The calm, warm, lapping water beneath the bridge is an undulating skin membrane that is always thinking. This membrane, however, has no memory.
Beneath the membrane is a monochromatic city of aquamarine little houses with aquamarine women whose pussies hide the color of red, yellow-speckled apples.
Your mouth waters in ravenous fear and anticipation of forgetting yourself on either side of the lake. [End Page 155]
When a seabird stalls in midair facing a headwind and rides it out by flapping in place,
When a quiet little jewel box opens its monstrous jaws onto the world, oblivious of proper diet and proper manners,
When a three-inch porcelain ballerina’s tutu drops, exposing a spiked tail—whipped under the legs jutting forward, growling and combative,
Then, and only then, are the sparks inside a gas turbine whose exhausts enable the wings to lift the carriage that carries me straight to you—festive. [End Page 156]
I am, in part, your outermost ‘man,’ and
Your innermost ‘man’ is, in part, you, and
I am, in part, my innermost ‘woman,’ and
You are, in part, my outermost ‘woman.’ [End Page 157]
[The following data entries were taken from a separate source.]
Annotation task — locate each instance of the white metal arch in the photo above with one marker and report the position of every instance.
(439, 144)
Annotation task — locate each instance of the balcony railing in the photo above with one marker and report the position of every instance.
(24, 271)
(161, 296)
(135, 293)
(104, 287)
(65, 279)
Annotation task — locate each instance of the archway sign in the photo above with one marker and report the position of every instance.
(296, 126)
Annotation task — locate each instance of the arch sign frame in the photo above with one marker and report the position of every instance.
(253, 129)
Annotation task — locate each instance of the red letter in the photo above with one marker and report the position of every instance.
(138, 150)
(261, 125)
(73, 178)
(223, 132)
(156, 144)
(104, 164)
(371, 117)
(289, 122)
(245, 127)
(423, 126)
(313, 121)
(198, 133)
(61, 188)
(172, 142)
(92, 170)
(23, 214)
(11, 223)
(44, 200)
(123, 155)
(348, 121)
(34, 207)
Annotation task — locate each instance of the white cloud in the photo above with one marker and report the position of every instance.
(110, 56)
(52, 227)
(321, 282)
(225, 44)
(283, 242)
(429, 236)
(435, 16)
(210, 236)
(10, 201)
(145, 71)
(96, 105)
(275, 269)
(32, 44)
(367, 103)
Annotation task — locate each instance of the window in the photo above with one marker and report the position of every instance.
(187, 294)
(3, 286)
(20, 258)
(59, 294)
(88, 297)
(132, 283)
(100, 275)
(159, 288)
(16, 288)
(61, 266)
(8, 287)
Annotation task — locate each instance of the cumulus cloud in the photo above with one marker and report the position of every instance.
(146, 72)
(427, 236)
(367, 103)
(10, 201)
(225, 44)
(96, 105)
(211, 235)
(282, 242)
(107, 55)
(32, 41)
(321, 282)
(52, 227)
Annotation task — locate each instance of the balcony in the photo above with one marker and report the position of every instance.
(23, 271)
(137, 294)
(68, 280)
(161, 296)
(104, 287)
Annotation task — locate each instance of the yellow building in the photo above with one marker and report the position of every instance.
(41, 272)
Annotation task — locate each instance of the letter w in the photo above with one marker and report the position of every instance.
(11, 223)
Rodrigo Toscano is the author of six books of poetry, including Deck of Deeds (Counterpath, 2012) and Collapsible Poetics Theater (a 2007 National Poetry Series Selection). His writing has appeared in the anthologies Against Expression, Diasporic Avant Gardes, and The Best American Poetry. He works for the Labor Institute out of a laptop, tethered to a Droid, residing in airports, occupying poetics in midflight. His home base is the Greenpoint Township of Brooklyn.